Allgemeine Geschäftsbedingungen, 0912018

§ 1 Geltungsbereich
    1. Diese AGB gelten ausschließlich gegenüber Unternehmern, juristischen Personen des öffentlichen Rechts. Entgegenstehende oder von unseren AGB abweichende Bedingungen des Bestellers erkennen wir nur an, wenn wir ausdrücklich schriftlich der Geltung zustimmen.
    2. Diese AGB gelten auch für alle zukünftigen Geschäfte mit dem Besteller, soweit es sich um Rechtsgeschäfte verwandter Art handelt.
§ 2 Angebot und Vertragsabschluss
    Sofern eine Bestellung als Angebot gemäß § 145 BGB anzusehen ist, können wir diese innerhalb von zwei Wochen annehmen. An unser Angebot sehen wir uns bis zu 42 Kalendertage nach dem Datum des jeweiligen Angebots gebunden.

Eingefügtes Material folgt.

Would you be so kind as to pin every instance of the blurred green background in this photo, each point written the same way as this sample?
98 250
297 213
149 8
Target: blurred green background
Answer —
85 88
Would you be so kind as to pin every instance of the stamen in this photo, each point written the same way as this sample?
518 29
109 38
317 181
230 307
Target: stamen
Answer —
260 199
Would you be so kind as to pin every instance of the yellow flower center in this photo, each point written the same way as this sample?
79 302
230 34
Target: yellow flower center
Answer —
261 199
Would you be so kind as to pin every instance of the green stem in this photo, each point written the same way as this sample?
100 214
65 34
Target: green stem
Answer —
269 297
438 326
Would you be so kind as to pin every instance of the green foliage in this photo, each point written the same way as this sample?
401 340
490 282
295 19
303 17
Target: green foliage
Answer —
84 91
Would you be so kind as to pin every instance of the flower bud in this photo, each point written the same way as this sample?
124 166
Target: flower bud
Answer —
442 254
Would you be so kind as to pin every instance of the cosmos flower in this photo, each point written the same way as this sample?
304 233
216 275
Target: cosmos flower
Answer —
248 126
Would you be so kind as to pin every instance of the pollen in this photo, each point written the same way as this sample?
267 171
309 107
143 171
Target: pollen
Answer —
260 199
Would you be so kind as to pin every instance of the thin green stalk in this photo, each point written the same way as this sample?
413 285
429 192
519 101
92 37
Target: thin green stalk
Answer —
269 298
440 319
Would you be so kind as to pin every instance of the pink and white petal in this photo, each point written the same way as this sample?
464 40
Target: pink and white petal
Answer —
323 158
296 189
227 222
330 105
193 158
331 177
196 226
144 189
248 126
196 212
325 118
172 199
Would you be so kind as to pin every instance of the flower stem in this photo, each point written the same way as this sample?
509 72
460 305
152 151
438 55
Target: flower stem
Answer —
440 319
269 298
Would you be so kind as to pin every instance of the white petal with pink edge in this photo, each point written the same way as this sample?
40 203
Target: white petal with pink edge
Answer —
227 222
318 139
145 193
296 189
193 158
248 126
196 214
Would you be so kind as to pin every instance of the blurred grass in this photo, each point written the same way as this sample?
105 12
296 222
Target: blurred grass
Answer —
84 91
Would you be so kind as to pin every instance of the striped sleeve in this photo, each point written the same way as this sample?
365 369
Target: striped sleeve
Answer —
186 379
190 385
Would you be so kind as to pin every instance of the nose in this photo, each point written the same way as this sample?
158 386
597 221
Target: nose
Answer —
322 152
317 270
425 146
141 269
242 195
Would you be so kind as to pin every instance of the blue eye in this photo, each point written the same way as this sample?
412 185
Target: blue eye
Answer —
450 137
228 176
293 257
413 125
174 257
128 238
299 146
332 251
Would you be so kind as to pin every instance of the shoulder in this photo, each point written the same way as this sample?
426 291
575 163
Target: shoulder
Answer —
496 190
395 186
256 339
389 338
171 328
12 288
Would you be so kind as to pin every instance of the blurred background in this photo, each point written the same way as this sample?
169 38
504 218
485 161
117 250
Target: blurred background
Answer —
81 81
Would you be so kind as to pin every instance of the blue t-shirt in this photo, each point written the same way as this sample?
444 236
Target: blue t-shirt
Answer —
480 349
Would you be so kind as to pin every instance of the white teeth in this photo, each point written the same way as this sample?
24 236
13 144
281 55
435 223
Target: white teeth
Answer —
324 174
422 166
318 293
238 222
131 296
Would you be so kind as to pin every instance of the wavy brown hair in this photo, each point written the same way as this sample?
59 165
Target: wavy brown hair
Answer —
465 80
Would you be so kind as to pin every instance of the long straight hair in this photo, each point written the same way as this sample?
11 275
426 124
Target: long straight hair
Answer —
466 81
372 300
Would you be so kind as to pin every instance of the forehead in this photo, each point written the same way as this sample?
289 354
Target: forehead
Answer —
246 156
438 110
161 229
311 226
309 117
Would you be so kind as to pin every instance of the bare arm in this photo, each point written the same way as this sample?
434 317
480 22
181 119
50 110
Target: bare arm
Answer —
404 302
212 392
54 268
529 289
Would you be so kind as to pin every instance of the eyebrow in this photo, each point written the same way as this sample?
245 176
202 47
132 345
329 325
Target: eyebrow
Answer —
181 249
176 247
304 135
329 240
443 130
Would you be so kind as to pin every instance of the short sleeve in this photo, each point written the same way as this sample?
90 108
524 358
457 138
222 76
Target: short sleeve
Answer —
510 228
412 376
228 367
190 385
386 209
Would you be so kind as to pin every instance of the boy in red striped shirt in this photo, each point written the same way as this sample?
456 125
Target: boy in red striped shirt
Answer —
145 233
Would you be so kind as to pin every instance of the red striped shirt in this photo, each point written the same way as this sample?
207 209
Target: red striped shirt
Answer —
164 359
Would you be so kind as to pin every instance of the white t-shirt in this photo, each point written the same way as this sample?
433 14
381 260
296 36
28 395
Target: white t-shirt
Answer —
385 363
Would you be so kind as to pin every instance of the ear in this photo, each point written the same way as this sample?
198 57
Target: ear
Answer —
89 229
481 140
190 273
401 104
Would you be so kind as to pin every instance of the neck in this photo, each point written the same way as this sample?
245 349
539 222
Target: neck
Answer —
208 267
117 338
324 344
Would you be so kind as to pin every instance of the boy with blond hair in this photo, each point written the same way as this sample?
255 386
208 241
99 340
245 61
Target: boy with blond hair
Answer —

§ 3 überlassene Unterlagen
    An allen in Zusammenhang mit der Auftragserteilung dem Besteller überlassenen Unterlagen, wie z. B. Kalkulationen, Zeichnungen etc., behalten wir uns Eigentums- und Urheberrechte vor. Diese Unterlagen dürfen Dritten nicht zugänglich gemacht werden, es sei denn, wir erteilen dazu unsere ausdrückliche schriftliche Zustimmung. Soweit wir das Angebot des Bestellers nicht innerhalb der Frist von § 2 annehmen, sind diese Unterlagen uns unverzüglich zurückzusenden.
§ 4 Preise und Zahlung
    1. Sofern nichts Gegenteiliges vereinbart wird, gelten unsere Preise ab Werk ausschließlich Verpackung und zuzüglich Mehrwertsteuer in jeweils gültiger Höhe. Kosten der Verpackung werden gesondert in Rechnung gestellt.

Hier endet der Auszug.